Nowadays ,especially during and even after the time of economic crisis, sysadmins are dealing with one big problem that is usually defined by their business managers - “How to squeeze more and more computing power from server farm “. As during the “.com era” big hardware players were generally rushing towards 1 faster and faster CPU as well as larger amount of RAM. But now that we have multi-cpu servers which demand more and more power, we pack more cores into one central processing unit and build faster SSD hard drives, we also build multi-server farms that allow us to get more computing power that ever imagined. But what is the outcome of this process ?
- In order to control the environment ,we developed automation tools for extremely large datacenters . Puppet is very good example,
- We developed high level load balancers like HAproxy or Linux Virtual Server that guarantee coherency and scalability of our server farms,
- We learned how to synchronize geographically dispersed datacenters with complex clustered filesystems that run gently over tcp/ip stack,
- Long time ago we observed that it is generally good idea to avoid very expensive context switches, so we decided to use hardware-partitioning so different types of IO reside on separate boxes,
- We started to separate even so high-level applications like memory buffer stores (memcached) and data storage nodes (mysql ndb) or implement query-partitioning so our databases work faster and faster,
- As system bottlenecks appear, we learned how to wisely choose hardware so there’s no chance they occur.
We may continue building this list, but taking into account the general hardware-driven development of sys-utils that are the daily bread of every sysadmin life, we totally forgot about very powerful tools that reside inside the linux kernel. So, usually when bottlenecks appear, we act after the problem occurs. How about being more proactive ?
Generally when we are lacking computing power, we add more servers to the rack and everybody’s happy. But what can we do when adding more servers is not an option ? Optimizing applications code ? Rearranging system services and building the system layout from scratch ? Finally – telling our customer that we can’t bear more load. This is of course not possible . Let’s try to look inside the kernel and see what can we squeeze out of it on the very simple example on one instance of Cherokee www server . Everything fulfills one assumption – let it be simple and less time consuming than building our server-farm from scratch.

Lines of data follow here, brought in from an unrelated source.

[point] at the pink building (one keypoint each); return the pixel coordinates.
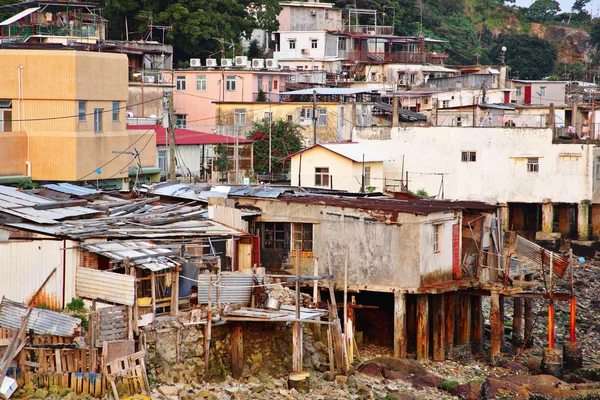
(196, 91)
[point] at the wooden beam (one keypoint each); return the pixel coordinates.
(476, 324)
(464, 315)
(439, 328)
(449, 318)
(237, 350)
(400, 336)
(422, 327)
(496, 326)
(517, 333)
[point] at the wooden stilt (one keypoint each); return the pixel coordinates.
(422, 327)
(476, 324)
(439, 328)
(496, 325)
(400, 337)
(450, 306)
(464, 314)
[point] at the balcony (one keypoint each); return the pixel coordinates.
(369, 29)
(402, 57)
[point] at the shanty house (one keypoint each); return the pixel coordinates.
(339, 166)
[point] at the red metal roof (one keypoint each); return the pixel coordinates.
(187, 136)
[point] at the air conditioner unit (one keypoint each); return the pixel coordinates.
(272, 63)
(240, 61)
(258, 63)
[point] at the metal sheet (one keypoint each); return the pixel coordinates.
(108, 286)
(234, 288)
(41, 321)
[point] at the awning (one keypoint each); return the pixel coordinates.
(20, 15)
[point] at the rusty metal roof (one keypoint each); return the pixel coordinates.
(41, 321)
(411, 206)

Research will be done by benchmarking static content throughput via cherokee webserver on Debian Squeeze with various kernel configuration using apache benchmark (ab) that is generally the best and simplest tool for measuring performance of any http application.
We will be tampering with CONFIG_HZ option in kernel. But to fully understand the optimization, we have to understand what is “Timer frequency” and HZ setting in kernel:
HZ is the frequency with which the system’s timer hardware is programmed to interrupt the kernel . Much of the kernel’s internal housekeeping, including process accounting, scheduler time slice accounting, and internal time management, is done in the timer interrupt handler. Thus, the frequency of the timer interrupt affects a number of things; in particular, it puts an upper bound on the resolution of timers used with the kernel. If HZ is 1000 (the i386 default for 2.6 kernels through 2.6.12), then timers will have a best-case resolution of 1ms. If, instead, HZ is 100 (the 2.4 and prior default), that resolution is 10ms. In the other words – setting right HZ will tell our system how frequent it should wake up and see if there’s something to do. Setting higher timer frequency of 1000Hz would enable us to achieve more responsive system better for desktops, while it will be not efficient during large I/O operations because it will spend most of the time dividing big I/O blocks into small pieces of time. We have to remember that interrupt handler ,that in this case will be woken up every 1ms, costs some CPU resources too. So there’s simple image – higher frequency = lower latency + smaller throughput and on the other hand we have opposite sittuation – lower frequency = less responsiveness and larger throughput. There are times, however, when interrupt can be unwelcome. Many processors, when idle, can go into a low-power state until some work comes along. To such processors, the timer interrupt looks like work.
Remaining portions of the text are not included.